Gawd, you are long winded. Where do you come up with all this shiitake? If you are only getting 400-800km out of a Shimano chain, you are clearly doing something wrong. Do you use sand for a lube? I got 6000+ miles out of my last Shimano chain. The only reason I changed it is because it had a stiff link I could not work out. There was no noticeable wear on the chain and the new chain shifts perfectly with the 6000+ mile cassette.


----------



## tlg (May 11, 2011)

Belisarius said:


> The DA is at 23,204 kms, off the bike. I estimate that the first chain suck occurred when at 15,000 kms, the the 7-8 months of riding since, it got noisier to give me the three cues that it is done:
> 
> I also use the best chain in the world- a Campy SR 22, which does not last 400-800 kms like the Shimano, but more like 3,200 kms to 75% and 4,000 to finish.

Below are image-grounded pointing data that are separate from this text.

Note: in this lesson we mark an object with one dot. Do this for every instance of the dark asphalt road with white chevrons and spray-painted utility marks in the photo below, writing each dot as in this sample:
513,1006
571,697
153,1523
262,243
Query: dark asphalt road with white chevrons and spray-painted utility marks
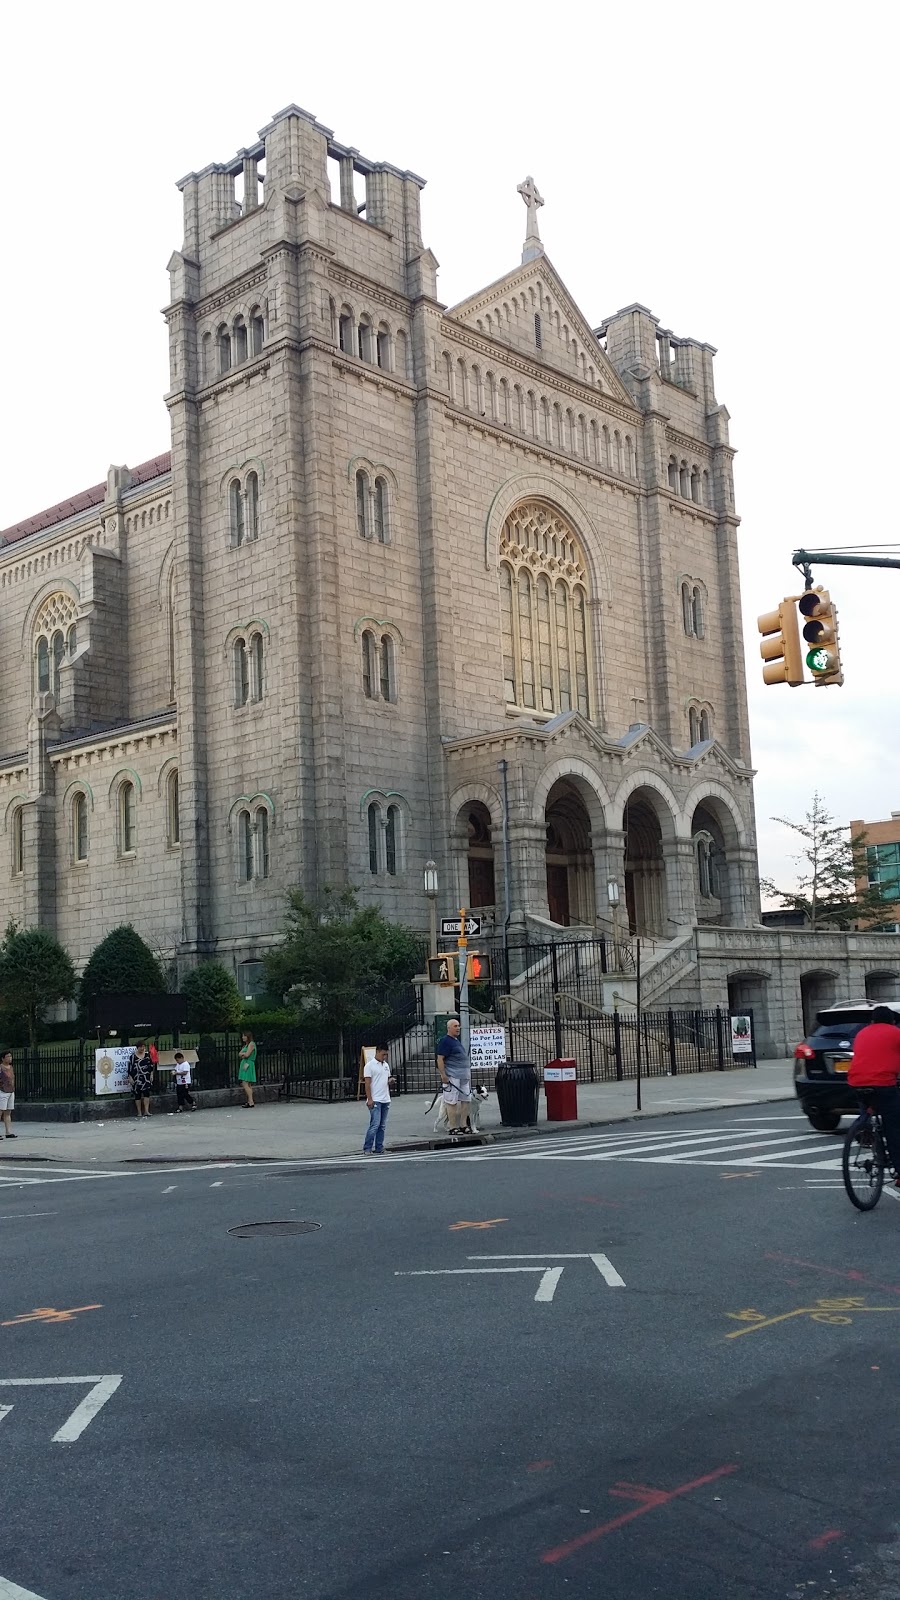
657,1361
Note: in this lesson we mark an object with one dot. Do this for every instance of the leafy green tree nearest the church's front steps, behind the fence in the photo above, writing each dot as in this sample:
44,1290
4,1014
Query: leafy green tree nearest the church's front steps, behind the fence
340,961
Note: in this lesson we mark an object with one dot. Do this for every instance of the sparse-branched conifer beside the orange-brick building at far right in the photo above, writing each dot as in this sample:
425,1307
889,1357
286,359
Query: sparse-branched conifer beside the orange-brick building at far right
832,882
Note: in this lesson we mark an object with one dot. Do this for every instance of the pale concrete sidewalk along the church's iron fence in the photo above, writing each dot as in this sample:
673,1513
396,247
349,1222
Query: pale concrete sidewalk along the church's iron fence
308,1129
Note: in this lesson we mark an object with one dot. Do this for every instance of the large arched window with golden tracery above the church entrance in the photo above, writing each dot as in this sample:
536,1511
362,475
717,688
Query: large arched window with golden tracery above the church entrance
544,609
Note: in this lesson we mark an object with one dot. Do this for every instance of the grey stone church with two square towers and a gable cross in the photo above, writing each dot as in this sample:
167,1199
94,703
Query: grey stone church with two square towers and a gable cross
412,583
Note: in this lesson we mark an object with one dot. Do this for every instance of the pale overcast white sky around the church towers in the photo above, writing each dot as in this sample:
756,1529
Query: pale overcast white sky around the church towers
733,169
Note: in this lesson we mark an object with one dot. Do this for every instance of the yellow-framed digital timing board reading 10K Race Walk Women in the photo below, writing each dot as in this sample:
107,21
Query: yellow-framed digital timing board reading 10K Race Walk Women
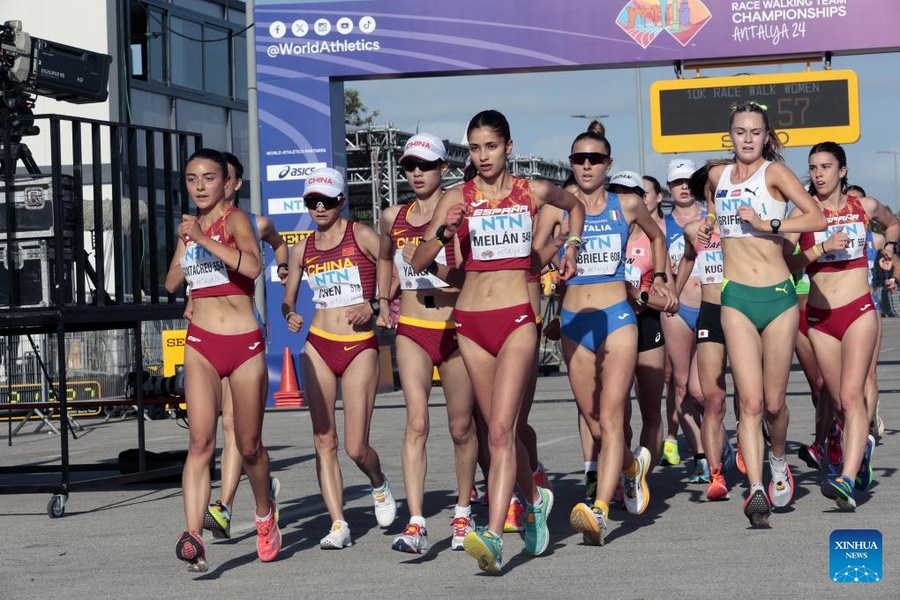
691,115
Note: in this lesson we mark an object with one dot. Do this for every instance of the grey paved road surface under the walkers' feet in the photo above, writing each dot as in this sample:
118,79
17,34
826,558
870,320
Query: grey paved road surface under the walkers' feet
118,541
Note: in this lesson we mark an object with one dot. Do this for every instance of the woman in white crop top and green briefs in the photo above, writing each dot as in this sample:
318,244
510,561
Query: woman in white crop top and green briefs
759,306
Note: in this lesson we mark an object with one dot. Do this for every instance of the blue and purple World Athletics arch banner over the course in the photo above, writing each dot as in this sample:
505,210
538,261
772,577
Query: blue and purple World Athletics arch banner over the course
305,49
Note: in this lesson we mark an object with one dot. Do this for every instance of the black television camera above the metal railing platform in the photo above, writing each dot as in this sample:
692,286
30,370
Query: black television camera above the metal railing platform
31,67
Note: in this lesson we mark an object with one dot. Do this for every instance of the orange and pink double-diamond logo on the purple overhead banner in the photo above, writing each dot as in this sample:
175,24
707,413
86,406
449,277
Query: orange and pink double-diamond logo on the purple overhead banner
644,20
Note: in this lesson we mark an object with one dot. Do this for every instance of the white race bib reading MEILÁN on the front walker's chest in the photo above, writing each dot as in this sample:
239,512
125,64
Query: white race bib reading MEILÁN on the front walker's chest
497,233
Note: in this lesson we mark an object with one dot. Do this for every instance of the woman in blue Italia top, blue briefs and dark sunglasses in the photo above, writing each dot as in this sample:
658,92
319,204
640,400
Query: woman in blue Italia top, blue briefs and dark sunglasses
598,328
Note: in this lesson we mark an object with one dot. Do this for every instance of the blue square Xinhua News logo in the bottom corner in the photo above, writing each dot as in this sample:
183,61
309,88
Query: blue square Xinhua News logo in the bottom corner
855,556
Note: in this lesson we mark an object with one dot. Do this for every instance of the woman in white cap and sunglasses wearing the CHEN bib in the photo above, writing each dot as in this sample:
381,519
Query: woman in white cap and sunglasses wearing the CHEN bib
339,261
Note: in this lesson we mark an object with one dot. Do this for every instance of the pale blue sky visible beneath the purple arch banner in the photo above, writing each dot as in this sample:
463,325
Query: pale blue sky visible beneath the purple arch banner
539,108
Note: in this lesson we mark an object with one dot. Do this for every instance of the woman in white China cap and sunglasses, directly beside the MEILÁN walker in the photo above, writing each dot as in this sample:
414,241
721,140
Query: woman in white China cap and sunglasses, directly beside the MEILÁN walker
426,338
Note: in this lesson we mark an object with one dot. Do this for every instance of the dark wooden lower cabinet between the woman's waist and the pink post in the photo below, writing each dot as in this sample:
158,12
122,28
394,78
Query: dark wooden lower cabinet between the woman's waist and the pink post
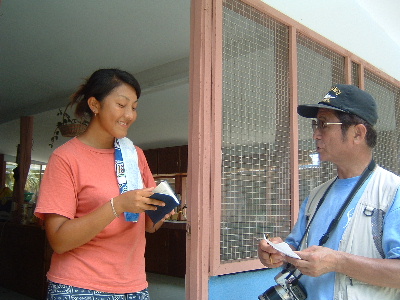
166,250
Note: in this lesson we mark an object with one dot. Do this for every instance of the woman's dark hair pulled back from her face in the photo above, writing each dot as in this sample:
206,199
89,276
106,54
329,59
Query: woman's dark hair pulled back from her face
99,85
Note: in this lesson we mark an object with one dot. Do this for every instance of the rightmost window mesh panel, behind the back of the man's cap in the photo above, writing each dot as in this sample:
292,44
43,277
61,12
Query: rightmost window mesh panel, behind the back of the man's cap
387,96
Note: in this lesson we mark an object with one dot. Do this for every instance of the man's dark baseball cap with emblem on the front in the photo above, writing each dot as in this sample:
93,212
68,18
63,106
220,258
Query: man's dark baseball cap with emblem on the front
346,98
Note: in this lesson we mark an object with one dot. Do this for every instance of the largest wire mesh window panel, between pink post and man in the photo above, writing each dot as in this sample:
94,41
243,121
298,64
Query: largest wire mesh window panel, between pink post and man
255,142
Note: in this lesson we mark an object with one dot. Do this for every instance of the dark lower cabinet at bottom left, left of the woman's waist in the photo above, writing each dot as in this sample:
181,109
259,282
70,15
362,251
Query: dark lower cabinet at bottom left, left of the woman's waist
24,259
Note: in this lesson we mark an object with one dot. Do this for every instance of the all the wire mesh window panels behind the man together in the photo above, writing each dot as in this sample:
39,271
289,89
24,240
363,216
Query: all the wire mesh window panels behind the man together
256,171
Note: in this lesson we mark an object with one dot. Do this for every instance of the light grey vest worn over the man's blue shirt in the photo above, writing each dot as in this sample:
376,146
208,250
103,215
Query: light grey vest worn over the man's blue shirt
363,235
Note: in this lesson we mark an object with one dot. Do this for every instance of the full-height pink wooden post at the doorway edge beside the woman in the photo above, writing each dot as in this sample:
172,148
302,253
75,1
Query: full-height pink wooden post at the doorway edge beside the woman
199,149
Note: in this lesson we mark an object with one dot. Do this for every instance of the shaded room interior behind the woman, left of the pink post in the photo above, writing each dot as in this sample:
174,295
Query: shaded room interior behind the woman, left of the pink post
47,50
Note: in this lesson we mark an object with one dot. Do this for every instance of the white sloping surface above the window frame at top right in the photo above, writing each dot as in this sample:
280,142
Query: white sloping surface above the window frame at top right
368,28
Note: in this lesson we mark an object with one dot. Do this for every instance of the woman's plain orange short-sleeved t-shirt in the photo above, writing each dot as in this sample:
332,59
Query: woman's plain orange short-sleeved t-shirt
77,180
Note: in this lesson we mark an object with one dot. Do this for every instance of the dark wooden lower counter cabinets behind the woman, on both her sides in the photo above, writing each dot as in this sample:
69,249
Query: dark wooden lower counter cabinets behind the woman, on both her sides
25,256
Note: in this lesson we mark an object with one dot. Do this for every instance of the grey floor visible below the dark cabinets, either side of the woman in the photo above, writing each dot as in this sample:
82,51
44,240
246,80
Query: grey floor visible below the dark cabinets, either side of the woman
161,287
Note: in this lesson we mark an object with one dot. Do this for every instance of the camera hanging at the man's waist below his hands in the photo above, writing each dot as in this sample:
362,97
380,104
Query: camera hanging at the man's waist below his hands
288,286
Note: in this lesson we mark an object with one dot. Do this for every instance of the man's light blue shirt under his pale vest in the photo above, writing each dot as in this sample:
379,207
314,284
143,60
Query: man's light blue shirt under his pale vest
322,287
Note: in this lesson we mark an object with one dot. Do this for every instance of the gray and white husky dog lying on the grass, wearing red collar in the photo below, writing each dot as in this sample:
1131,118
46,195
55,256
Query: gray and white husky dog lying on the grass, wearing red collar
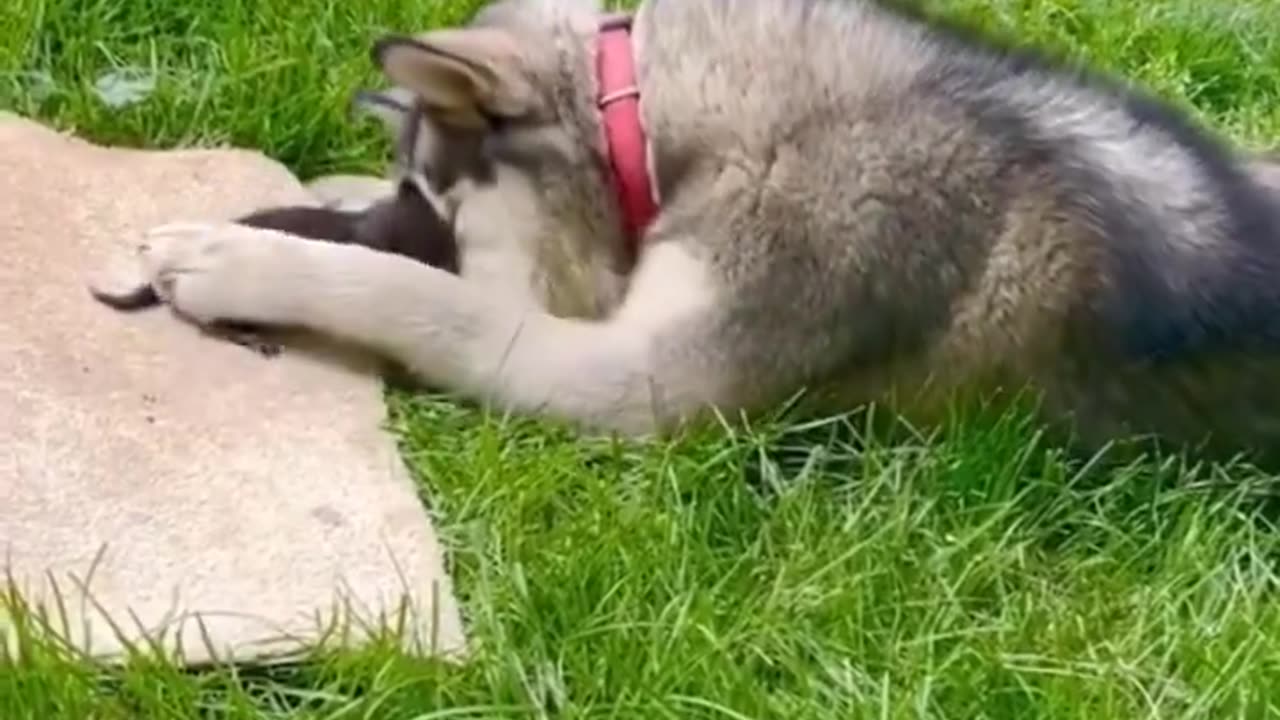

Hahahahahahahahaha :cryin: That's pathetic. I'd quit riding if my stuff wore out that fast.




> but YES, If I rode it at 30 km/hr like you,


You're clueless.






> Now, here is a test. Next time you go riding at 25-30 km/hr, cross the chains (50 with 28), and see if you realize it without looking.


50x28 @ 30km/h = 133rpm ut:


Thanks for the laughs!


----------